Nora hingegen ist Teil eines subterran arbeitenden Forschungsteams, das mit Freiwilligen an der Möglichkeit der „Winterschlafinduktion bei nichthibernierenden Spezies“ (S. 36) forscht, um Extrembedingungen auf der Erde eine Weile überstehen zu können. Nicht alle überleben die Experimente, manche tragen Hirn- und andere Organschäden davon. Auch Nora stellt sich als Versuchsperson für eine Studie zur Verfügung. Ungeplant wird sie schwanger, bringt eine Tochter zur Welt, bei deren Geburt ihr Armanda beisteht. Doch sie plant bereits eine weitere Testreihe, bei der ein Baby bloß hinderlich wäre. Und so wird die Großmutter einspringen und die Betreuung des neuen Lebens eine Zeit lang übernehmen.

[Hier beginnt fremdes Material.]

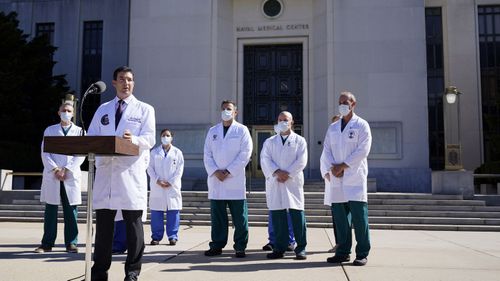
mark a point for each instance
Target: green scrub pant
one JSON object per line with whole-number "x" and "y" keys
{"x": 220, "y": 224}
{"x": 346, "y": 214}
{"x": 280, "y": 226}
{"x": 50, "y": 222}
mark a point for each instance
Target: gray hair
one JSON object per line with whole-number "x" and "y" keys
{"x": 349, "y": 95}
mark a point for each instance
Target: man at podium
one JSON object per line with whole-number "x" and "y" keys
{"x": 121, "y": 181}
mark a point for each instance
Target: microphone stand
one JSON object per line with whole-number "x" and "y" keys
{"x": 90, "y": 186}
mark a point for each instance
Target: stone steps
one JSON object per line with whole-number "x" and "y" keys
{"x": 386, "y": 210}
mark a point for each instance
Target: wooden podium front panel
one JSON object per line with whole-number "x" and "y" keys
{"x": 83, "y": 145}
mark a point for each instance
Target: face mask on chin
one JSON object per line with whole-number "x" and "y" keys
{"x": 344, "y": 109}
{"x": 226, "y": 115}
{"x": 166, "y": 140}
{"x": 66, "y": 116}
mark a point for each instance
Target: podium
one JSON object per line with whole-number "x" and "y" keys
{"x": 89, "y": 146}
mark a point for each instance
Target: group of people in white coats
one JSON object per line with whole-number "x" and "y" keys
{"x": 121, "y": 182}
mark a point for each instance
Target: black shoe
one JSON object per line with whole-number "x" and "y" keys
{"x": 268, "y": 247}
{"x": 301, "y": 255}
{"x": 275, "y": 255}
{"x": 72, "y": 248}
{"x": 131, "y": 276}
{"x": 360, "y": 262}
{"x": 213, "y": 252}
{"x": 338, "y": 259}
{"x": 43, "y": 249}
{"x": 240, "y": 254}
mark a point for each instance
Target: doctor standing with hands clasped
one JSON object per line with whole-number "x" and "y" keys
{"x": 344, "y": 167}
{"x": 121, "y": 182}
{"x": 283, "y": 159}
{"x": 227, "y": 150}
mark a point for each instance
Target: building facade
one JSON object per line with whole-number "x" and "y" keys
{"x": 397, "y": 57}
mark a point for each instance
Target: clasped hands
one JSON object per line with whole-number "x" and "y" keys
{"x": 60, "y": 173}
{"x": 163, "y": 183}
{"x": 337, "y": 171}
{"x": 222, "y": 174}
{"x": 281, "y": 175}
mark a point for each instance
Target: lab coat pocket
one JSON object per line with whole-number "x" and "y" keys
{"x": 352, "y": 135}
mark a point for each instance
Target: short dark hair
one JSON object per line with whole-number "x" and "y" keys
{"x": 228, "y": 101}
{"x": 166, "y": 129}
{"x": 123, "y": 68}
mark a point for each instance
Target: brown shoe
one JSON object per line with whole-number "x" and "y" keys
{"x": 43, "y": 249}
{"x": 72, "y": 248}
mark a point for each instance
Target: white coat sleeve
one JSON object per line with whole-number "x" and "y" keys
{"x": 74, "y": 163}
{"x": 266, "y": 161}
{"x": 363, "y": 149}
{"x": 151, "y": 167}
{"x": 208, "y": 156}
{"x": 244, "y": 155}
{"x": 146, "y": 137}
{"x": 47, "y": 160}
{"x": 326, "y": 159}
{"x": 300, "y": 162}
{"x": 177, "y": 175}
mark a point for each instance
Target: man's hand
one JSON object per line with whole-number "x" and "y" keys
{"x": 127, "y": 135}
{"x": 282, "y": 176}
{"x": 163, "y": 183}
{"x": 60, "y": 174}
{"x": 338, "y": 170}
{"x": 327, "y": 176}
{"x": 221, "y": 174}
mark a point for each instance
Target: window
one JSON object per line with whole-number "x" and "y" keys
{"x": 489, "y": 52}
{"x": 91, "y": 65}
{"x": 435, "y": 86}
{"x": 46, "y": 29}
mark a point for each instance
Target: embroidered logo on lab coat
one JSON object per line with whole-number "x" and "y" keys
{"x": 351, "y": 134}
{"x": 105, "y": 120}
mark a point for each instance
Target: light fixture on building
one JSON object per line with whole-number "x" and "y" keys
{"x": 453, "y": 147}
{"x": 451, "y": 94}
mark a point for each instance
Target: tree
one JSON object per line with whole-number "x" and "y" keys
{"x": 29, "y": 95}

Die dritte ist Sedna, eine Antipodin zu Armanda. Sie ist die Sesshafte, einerseits selbständig, flexibel und lernbereit, wenn sie sich in der postapokalyptischen Welt als Farmerin neu erfindet, indem sie mit vorhandenen Rohstoffen eine unterirdische Pilzzucht anlegt. Andererseits ist sie die Sorgende, die Armanda vorübergehend Obdach gewährt, sie verarztet und zur Ruhe kommen lässt. Die beiden gehen eine Geschäftsbeziehung ein, denn Armanda will mit Sednas Pilzen handeln. Angedeutet wird, dass sie sich auch als einander Begehrende begegnen, um für Momente des Beisammenseins „diese ganze unerfreuliche Gegenwart mit ihren unhabitablen Habitaten hinter sich lassen [zu] können.“ (S. 79)

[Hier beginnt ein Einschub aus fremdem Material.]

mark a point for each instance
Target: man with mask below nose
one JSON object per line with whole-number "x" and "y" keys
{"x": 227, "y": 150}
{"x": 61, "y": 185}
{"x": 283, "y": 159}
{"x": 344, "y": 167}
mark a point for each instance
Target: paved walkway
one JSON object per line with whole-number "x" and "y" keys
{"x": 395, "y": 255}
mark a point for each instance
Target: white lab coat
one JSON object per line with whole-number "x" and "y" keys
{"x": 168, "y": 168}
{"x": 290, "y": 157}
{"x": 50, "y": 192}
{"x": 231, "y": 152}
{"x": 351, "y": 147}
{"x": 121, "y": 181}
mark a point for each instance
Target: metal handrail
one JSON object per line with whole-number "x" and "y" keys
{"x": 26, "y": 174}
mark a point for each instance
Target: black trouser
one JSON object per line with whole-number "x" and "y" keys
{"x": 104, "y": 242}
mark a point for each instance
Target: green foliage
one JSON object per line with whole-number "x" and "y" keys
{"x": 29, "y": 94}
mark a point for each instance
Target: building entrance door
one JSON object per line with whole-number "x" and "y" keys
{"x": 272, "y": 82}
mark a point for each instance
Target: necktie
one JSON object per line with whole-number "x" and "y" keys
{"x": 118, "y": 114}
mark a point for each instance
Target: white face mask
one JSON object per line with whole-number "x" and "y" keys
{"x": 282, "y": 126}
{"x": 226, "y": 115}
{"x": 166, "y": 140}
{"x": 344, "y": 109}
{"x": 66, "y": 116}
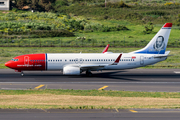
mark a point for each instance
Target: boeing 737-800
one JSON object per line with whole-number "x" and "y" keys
{"x": 76, "y": 63}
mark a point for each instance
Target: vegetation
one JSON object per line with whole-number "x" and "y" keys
{"x": 35, "y": 25}
{"x": 7, "y": 53}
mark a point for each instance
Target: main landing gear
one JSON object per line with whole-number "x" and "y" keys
{"x": 88, "y": 73}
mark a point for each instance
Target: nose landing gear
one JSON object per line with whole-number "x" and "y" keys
{"x": 88, "y": 73}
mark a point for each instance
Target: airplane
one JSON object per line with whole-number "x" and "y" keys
{"x": 76, "y": 63}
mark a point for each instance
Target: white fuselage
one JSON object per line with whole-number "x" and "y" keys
{"x": 127, "y": 61}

Der wandlungsfähige Oktopus wiederum scheint am schnellsten mit den neuen Bedingungen zurechtzukommen. Er verlässt das Meer, weil ihm dort neue Gefahren drohen. So lebt er nun auch im Süßwasser, kann die Farbe und Musterung seines Äußeren an die Umgebung anpassen und geht eine Symbiose mit Flechten ein, die ihn vor Austrocknung schützen. Zudem verfügt er über ein außergewöhnliche Regenerationsfähigkeit, weil er zwei seiner von Banden abgehackten Arme einfach nachwachsen lassen kann.

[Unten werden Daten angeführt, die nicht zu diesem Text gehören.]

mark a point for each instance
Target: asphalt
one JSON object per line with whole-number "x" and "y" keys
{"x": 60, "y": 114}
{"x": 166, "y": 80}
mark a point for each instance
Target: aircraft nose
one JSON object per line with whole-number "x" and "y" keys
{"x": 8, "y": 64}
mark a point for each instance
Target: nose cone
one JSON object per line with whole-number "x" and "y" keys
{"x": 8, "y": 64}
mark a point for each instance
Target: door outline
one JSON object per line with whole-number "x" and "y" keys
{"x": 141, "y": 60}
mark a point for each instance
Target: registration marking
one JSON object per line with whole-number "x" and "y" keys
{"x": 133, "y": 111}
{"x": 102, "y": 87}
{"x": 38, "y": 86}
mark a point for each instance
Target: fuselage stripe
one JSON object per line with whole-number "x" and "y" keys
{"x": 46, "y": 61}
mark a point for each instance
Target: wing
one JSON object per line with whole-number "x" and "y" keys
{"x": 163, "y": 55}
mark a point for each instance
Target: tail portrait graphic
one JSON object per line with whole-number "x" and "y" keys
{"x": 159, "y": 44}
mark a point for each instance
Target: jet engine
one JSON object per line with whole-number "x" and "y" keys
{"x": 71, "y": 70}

Neben dem packenden Inhalt ist es vor allem die Form des knapp 160 Seiten umfassenden Romans, die in Bann zieht, vor allem dessen überzeugende Erzählökonomie. Die Handlung ist dicht und sehr präzis vorangetrieben, dabei nie bis ins letzte Detail ausgeführt, sondern es bleiben Leerstellen, die Leser:innen mit der eigenen Phantasie ausmalen können. Der Ton der Erzählung ist nüchtern, reduziert und klar, was sich schon in den Titeln der meist kurzen Kapitel zeigt, die oft nur aus einem Nomen bestehen, gelegentlich ergänzt mit dem bestimmten Artikel.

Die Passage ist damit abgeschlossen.